Desarrollado por el profesor Michael Wohl de Carleton University y colaboradores, Juego Positivo es un enfoque basado en la ciencia medido por la validada Escala de Juego Positivo (PPS). Cambia el énfasis de los mensajes tradicionales de juego responsable hacia la autonomía del jugador y el disfrute sostenible.
El marco se basa en cuatro pilares clave:
Responsabilidad Personal — Los jugadores asumen sus propias decisiones.
Alfabetización en el Juego — Comprender probabilidades, RTP, volatilidad y riesgos de los productos.
Precompromiso — Establecer y respetar límites de tiempo y dinero.
Honestidad y Control — Autoconciencia sincera y supervisión del comportamiento.
Según el informe, Juego Positivo pone mayor énfasis en la autonomía del jugador que las herramientas de juego más seguro dirigidas por operadores.

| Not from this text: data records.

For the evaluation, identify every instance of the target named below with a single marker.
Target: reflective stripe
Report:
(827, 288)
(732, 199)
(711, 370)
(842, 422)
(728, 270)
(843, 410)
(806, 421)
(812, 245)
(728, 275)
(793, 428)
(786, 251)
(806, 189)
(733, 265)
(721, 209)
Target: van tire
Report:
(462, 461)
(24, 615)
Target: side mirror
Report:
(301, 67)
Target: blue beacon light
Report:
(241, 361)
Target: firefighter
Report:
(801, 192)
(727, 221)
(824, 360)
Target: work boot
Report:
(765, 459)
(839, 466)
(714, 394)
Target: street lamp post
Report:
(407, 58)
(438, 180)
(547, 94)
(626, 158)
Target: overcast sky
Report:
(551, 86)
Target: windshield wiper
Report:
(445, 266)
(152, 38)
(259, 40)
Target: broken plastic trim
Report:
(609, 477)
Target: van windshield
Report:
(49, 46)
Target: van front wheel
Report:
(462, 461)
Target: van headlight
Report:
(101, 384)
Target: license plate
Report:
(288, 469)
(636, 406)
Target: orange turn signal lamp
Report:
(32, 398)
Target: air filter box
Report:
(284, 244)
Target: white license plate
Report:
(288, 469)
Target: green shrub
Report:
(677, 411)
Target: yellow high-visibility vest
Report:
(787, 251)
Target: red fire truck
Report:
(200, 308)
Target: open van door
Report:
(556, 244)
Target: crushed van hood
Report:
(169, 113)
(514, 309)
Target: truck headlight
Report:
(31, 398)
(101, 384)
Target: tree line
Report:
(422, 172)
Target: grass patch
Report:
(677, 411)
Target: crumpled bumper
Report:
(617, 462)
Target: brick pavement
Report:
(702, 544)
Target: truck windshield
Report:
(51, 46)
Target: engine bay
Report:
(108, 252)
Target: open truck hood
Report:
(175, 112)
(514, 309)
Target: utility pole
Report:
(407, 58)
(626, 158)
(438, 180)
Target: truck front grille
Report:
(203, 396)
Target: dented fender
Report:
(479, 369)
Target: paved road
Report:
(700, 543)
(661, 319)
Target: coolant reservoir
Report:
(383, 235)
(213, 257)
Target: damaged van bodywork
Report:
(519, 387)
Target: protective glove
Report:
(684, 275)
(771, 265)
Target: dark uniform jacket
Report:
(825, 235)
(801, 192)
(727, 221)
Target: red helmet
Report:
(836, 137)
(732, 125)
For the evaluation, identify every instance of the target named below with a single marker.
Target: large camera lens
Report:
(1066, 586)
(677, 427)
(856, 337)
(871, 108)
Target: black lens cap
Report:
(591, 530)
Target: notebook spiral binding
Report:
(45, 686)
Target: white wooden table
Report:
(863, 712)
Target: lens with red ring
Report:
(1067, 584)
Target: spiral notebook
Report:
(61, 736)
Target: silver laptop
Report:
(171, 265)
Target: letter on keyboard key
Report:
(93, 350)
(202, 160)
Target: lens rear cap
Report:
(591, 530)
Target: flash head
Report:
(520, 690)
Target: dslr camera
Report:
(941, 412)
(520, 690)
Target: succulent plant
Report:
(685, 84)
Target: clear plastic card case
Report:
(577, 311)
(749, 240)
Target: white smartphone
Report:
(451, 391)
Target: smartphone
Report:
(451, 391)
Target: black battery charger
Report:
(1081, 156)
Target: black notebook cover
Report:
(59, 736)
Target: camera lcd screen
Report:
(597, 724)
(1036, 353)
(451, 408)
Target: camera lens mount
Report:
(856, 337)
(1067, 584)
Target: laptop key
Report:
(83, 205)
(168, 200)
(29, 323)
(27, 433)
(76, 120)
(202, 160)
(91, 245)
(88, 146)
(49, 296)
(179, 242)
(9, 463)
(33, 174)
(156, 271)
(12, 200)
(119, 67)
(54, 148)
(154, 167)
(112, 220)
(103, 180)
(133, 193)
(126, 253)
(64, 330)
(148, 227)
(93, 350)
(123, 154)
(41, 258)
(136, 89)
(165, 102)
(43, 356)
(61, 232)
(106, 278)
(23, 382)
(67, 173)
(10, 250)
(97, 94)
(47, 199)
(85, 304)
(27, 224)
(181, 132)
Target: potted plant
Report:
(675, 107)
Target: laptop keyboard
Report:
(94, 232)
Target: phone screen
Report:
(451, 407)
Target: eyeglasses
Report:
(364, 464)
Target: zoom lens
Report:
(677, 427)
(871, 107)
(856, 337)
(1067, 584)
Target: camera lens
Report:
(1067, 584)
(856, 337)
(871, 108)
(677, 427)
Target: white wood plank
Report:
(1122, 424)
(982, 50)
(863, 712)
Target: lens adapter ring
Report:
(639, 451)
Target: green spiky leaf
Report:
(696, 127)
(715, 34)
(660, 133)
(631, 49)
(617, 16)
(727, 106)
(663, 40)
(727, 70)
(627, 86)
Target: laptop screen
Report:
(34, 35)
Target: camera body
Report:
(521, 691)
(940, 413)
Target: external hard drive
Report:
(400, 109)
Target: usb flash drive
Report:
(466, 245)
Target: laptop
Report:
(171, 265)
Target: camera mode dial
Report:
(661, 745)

Los hallazgos de la encuesta muestran un interés significativo de la industria. Más del 60% de los operadores encuestados estuvo de acuerdo, y el 24% estuvo totalmente de acuerdo, en que la educación del jugador es el elemento más importante del juego seguro. Además, el 55% estuvo de acuerdo y el 24% totalmente de acuerdo en que crear un verdadero entorno de Juego Positivo es lo más importante que un operador puede hacer. Casi el 70% de los encuestados estuvo de acuerdo o totalmente de acuerdo en que los jugadores que apuestan de forma segura son clientes más rentables a largo plazo.

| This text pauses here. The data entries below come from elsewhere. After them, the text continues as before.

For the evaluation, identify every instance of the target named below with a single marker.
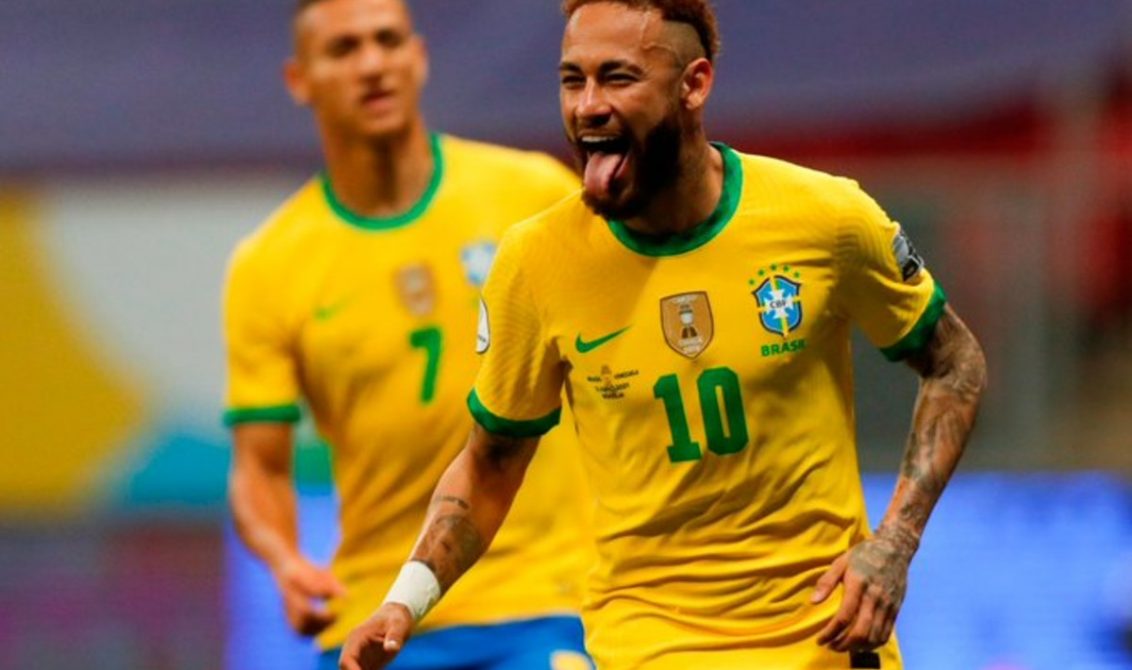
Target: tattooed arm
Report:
(471, 503)
(469, 506)
(952, 372)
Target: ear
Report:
(423, 67)
(294, 76)
(696, 83)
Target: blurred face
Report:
(622, 103)
(359, 66)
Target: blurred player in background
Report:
(359, 295)
(697, 303)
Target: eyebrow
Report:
(605, 68)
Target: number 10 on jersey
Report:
(720, 398)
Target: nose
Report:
(593, 106)
(370, 59)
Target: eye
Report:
(391, 39)
(341, 46)
(620, 79)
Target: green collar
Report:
(702, 232)
(376, 223)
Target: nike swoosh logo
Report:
(324, 314)
(584, 346)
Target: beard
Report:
(655, 166)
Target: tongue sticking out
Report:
(600, 170)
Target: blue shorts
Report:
(550, 643)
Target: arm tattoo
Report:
(461, 525)
(457, 501)
(451, 544)
(953, 375)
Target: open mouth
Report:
(606, 160)
(376, 96)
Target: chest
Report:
(703, 335)
(369, 308)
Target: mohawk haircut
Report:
(697, 14)
(300, 6)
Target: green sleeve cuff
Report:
(274, 414)
(918, 337)
(506, 427)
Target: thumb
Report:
(830, 580)
(318, 582)
(396, 633)
(328, 585)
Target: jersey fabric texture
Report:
(371, 321)
(550, 643)
(711, 383)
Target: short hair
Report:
(697, 14)
(301, 6)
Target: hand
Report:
(875, 576)
(374, 644)
(305, 587)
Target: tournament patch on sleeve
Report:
(909, 262)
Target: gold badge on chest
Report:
(687, 323)
(417, 289)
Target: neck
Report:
(692, 198)
(380, 178)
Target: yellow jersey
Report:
(371, 321)
(711, 384)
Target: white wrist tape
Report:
(416, 587)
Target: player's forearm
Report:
(471, 503)
(953, 376)
(264, 510)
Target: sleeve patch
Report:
(909, 262)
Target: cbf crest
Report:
(417, 289)
(779, 299)
(687, 323)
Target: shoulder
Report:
(482, 161)
(283, 232)
(554, 229)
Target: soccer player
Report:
(359, 295)
(696, 302)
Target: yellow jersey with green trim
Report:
(371, 321)
(711, 384)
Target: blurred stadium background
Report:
(140, 138)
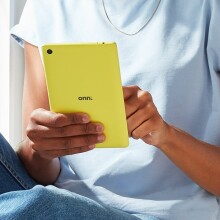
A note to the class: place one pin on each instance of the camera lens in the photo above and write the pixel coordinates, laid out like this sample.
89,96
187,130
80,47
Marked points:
49,51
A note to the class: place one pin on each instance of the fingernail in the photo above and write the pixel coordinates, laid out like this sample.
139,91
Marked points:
91,147
85,119
99,128
101,138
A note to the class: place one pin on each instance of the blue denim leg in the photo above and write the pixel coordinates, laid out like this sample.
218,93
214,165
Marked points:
13,175
51,203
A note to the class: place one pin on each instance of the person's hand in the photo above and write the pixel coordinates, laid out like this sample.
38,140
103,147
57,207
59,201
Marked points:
53,135
144,121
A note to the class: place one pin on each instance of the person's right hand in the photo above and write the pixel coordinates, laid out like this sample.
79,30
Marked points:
53,135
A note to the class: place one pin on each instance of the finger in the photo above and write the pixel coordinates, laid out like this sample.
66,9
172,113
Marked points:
143,130
129,91
40,131
64,152
137,119
67,142
52,119
131,106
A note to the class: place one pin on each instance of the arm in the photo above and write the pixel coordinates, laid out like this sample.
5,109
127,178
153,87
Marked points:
48,135
199,160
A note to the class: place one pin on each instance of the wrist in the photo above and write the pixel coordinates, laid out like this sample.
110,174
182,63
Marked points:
170,140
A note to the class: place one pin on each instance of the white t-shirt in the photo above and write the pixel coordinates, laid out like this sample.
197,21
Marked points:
176,57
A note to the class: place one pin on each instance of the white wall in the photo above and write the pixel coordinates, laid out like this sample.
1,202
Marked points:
11,72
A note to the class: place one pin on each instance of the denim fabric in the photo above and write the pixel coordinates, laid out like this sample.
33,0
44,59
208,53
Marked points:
22,199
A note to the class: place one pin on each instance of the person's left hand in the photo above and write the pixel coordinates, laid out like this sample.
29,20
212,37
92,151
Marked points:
144,121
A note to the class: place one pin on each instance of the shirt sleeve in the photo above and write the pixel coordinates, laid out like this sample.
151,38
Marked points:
213,46
26,29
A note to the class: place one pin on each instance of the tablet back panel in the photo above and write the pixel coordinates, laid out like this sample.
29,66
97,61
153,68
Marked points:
86,78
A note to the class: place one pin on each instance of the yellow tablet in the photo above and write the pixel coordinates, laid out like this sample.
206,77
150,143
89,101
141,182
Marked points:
86,78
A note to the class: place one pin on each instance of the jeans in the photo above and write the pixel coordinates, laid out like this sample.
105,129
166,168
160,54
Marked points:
22,198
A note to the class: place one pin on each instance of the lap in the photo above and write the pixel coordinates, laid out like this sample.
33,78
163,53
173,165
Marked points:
53,203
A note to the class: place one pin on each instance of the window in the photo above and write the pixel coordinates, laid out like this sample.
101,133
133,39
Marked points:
11,72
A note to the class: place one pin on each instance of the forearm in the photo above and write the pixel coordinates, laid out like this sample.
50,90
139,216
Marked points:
199,160
44,171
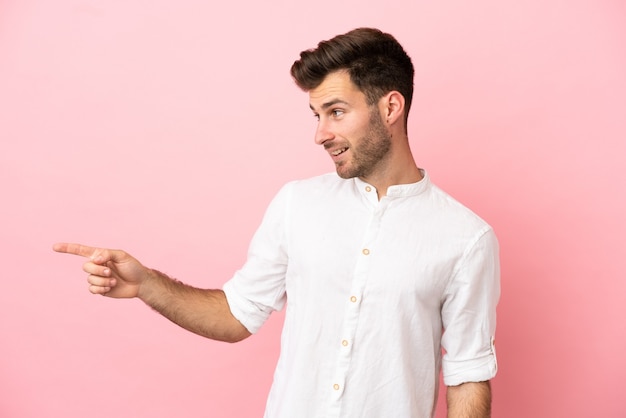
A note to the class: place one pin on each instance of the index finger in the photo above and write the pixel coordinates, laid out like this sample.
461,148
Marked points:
76,249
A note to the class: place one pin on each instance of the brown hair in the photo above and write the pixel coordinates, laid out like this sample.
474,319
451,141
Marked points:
376,62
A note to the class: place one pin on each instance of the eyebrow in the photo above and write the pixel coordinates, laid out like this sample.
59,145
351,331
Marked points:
330,103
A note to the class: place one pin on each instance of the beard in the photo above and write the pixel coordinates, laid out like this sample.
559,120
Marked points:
370,151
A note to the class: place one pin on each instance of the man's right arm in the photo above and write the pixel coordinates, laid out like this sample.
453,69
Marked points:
115,273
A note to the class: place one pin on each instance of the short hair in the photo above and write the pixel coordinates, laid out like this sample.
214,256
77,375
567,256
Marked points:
375,61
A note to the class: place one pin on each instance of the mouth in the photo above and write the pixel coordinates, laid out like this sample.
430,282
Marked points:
338,152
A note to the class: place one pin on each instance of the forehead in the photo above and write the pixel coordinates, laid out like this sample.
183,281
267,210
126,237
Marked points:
337,86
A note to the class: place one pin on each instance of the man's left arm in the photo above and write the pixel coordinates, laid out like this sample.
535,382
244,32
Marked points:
469,400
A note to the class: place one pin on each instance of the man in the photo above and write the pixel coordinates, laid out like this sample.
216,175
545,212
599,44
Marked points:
378,268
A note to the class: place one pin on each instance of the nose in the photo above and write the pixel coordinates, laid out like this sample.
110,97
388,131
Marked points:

Sin embargo, el informe destaca desafíos de implementación. Solo el 5% de los operadores estuvo totalmente de acuerdo y el 24% estuvo de acuerdo en que los jugadores entienden qué es Juego Positivo, mientras que el 41% no estaba seguro y el 31% estaba en desacuerdo. La apatía de los jugadores surgió como la principal barrera, con el 67% de los encuestados citando la falta de interés en educación de mayor calidad. Casi un tercio de los operadores informó que menos del 20% de sus jugadores utiliza las herramientas de protección disponibles.
La autoexclusión entre operadores fue considerada altamente efectiva por el 49% de los encuestados, convirtiéndose en una de las herramientas más sólidas identificadas, mientras que los cuestionarios de autoevaluación se ubicaron entre las menos efectivas.
El informe señala definiciones variadas de Juego Positivo entre los operadores, y muchos lo describen como mantener el juego “agradable, controlado y dentro de límites personales claros”. Posiciona a la educación como la principal vía para lograr el Juego Positivo, solicitando enfoques más personalizados, en tiempo real y una mejor integración en la experiencia del jugador.
Jurisdicciones como España son citadas por sus avanzadas medidas obligatorias de educación que podrían respaldar principios más amplios de Juego Positivo. La investigación concluye que, aunque se están logrando avances, será necesaria una mayor colaboración entre operadores, reguladores y organizaciones del tercer sector para traducir el marco en una práctica generalizada.